Not perfect. Just practical.

One user, one key. No exceptions.

Every IAM user gets a single access key.
Not two. Not “temporary extras”.

If something leaks, I want to know exactly who it belongs to.

Less keys = less guessing.

Rotate keys, but avoid them when possible

Yes, rotating keys every 90 days is good practice.
But the real solution is simpler:

Stop using keys where you can.

IAM Roles are cleaner, safer, and don’t end up forgotten in old scripts.

Keys should be the last option, not the default.

Permissions live in groups, not people

I never assign policies directly to users.

Instead:

  • Create groups (e.g. developers, billing, read-only)
  • Attach policies to groups
  • Add users to groups

When someone joins or leaves, it’s one click.
No hunting through random policies.

Nobody needs god mode

Full admin access feels convenient.
It’s also how mistakes turn into incidents.

Most people only need:

  • Read access
  • Or very specific actions

If someone truly needs admin, make it temporary.

Always keep a support role ready

At some point, something will go wrong.

Having a dedicated IAM Role for AWS Support means:

  • You can grant access instantly
  • Without touching your main users

It’s one of those things you don’t need… until you really do.

EC2 should never use access keys

If an EC2 instance needs AWS access, it gets: An IAM Role.

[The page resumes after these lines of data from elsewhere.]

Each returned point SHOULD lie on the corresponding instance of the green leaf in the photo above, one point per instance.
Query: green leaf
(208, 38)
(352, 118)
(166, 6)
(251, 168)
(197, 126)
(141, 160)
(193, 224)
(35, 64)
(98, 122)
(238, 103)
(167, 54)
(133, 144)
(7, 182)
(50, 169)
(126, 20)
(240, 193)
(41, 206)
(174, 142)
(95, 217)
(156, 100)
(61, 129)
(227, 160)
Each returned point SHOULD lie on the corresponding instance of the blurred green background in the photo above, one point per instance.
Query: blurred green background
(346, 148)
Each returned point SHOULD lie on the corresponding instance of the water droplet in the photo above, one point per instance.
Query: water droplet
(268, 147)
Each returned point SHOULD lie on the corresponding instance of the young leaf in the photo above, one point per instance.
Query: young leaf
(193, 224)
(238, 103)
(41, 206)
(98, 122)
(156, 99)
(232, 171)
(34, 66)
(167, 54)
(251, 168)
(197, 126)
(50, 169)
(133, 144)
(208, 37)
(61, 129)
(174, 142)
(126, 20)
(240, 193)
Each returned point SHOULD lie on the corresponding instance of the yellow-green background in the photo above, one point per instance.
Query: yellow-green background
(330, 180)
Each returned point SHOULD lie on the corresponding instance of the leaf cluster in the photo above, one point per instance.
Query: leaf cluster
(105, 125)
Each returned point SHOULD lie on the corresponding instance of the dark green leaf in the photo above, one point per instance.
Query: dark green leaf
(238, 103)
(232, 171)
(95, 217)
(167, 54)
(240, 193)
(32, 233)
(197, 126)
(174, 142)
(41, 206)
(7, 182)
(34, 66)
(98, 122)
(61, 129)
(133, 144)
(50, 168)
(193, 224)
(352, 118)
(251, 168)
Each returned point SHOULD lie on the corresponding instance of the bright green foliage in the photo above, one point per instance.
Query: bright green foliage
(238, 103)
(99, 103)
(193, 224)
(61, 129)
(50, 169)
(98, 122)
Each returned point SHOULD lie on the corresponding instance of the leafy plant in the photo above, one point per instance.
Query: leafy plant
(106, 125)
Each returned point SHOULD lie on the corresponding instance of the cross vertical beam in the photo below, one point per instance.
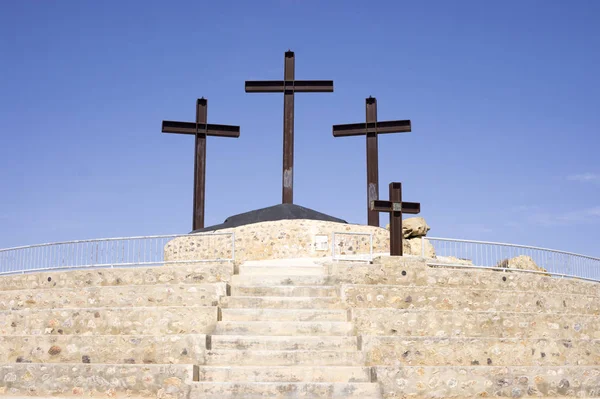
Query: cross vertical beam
(395, 207)
(289, 86)
(200, 164)
(200, 129)
(372, 129)
(372, 163)
(287, 183)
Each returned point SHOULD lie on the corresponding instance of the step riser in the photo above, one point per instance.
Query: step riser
(268, 280)
(282, 390)
(284, 315)
(285, 291)
(281, 271)
(110, 321)
(484, 381)
(471, 352)
(283, 328)
(281, 303)
(474, 324)
(104, 297)
(341, 343)
(115, 349)
(284, 374)
(431, 298)
(284, 358)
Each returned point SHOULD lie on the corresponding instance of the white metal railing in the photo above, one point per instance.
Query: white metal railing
(352, 246)
(468, 253)
(123, 251)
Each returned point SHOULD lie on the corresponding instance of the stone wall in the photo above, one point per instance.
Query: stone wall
(106, 321)
(415, 272)
(481, 382)
(123, 349)
(199, 273)
(95, 380)
(279, 240)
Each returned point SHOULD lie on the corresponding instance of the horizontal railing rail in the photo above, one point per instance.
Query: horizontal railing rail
(352, 246)
(120, 251)
(502, 256)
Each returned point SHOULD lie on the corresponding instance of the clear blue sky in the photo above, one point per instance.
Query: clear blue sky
(503, 97)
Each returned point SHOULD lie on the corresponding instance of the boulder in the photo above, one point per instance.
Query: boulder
(413, 227)
(521, 262)
(454, 260)
(412, 246)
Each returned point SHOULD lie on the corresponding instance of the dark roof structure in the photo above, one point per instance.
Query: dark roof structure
(272, 213)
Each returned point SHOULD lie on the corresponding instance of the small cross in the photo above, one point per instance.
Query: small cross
(371, 129)
(395, 207)
(200, 129)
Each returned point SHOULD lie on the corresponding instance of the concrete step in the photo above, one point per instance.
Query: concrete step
(488, 381)
(276, 302)
(261, 270)
(450, 323)
(276, 280)
(284, 328)
(307, 342)
(108, 349)
(284, 315)
(67, 380)
(283, 358)
(285, 290)
(114, 296)
(432, 351)
(199, 273)
(284, 374)
(110, 321)
(467, 299)
(322, 390)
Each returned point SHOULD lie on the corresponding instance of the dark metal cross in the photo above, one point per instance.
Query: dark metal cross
(395, 207)
(200, 129)
(371, 129)
(289, 85)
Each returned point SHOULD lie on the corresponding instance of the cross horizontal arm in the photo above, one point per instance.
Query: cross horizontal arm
(211, 129)
(298, 86)
(388, 206)
(358, 129)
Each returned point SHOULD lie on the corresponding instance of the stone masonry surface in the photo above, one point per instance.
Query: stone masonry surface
(115, 296)
(95, 380)
(393, 328)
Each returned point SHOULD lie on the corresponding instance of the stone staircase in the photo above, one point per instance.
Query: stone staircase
(284, 333)
(391, 329)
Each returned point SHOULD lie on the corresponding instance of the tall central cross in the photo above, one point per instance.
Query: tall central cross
(395, 207)
(288, 86)
(371, 129)
(200, 129)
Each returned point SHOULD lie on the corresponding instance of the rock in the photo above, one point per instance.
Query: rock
(412, 246)
(454, 260)
(414, 227)
(521, 262)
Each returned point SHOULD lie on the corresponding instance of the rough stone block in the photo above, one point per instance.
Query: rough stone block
(115, 296)
(467, 299)
(109, 321)
(431, 351)
(124, 349)
(481, 382)
(199, 273)
(95, 380)
(440, 323)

Not a key.

Hardcoded credentials inside servers are just future leaks waiting to happen.

Roles rotate automatically.
Keys don’t.

Let IAM Access Analyzer judge you

AWS already tells you when your policies are too open.

Turn on IAM Access Analyzer and actually look at it.

It’s like linting for your permissions.

Multiple accounts? Use Organizations

Once you manage more than one AWS account:

Use AWS Organizations.

With:

  • Service Control Policies (SCPs)
  • Cross-account roles

You get real structure instead of copy-pasted chaos.

CloudShell is optional, not mandatory

CloudShell is useful, but it’s still: A browser-based terminal with real permissions.

If no one uses it, disable it.

Less surface area = less risk.

The real rule

Most IAM disasters don’t come from hackers.
They come from old keys, forgotten users, and lazy permissions.

Good IAM isn’t fancy.
It’s just consistent.

And consistency is what actually keeps things secure.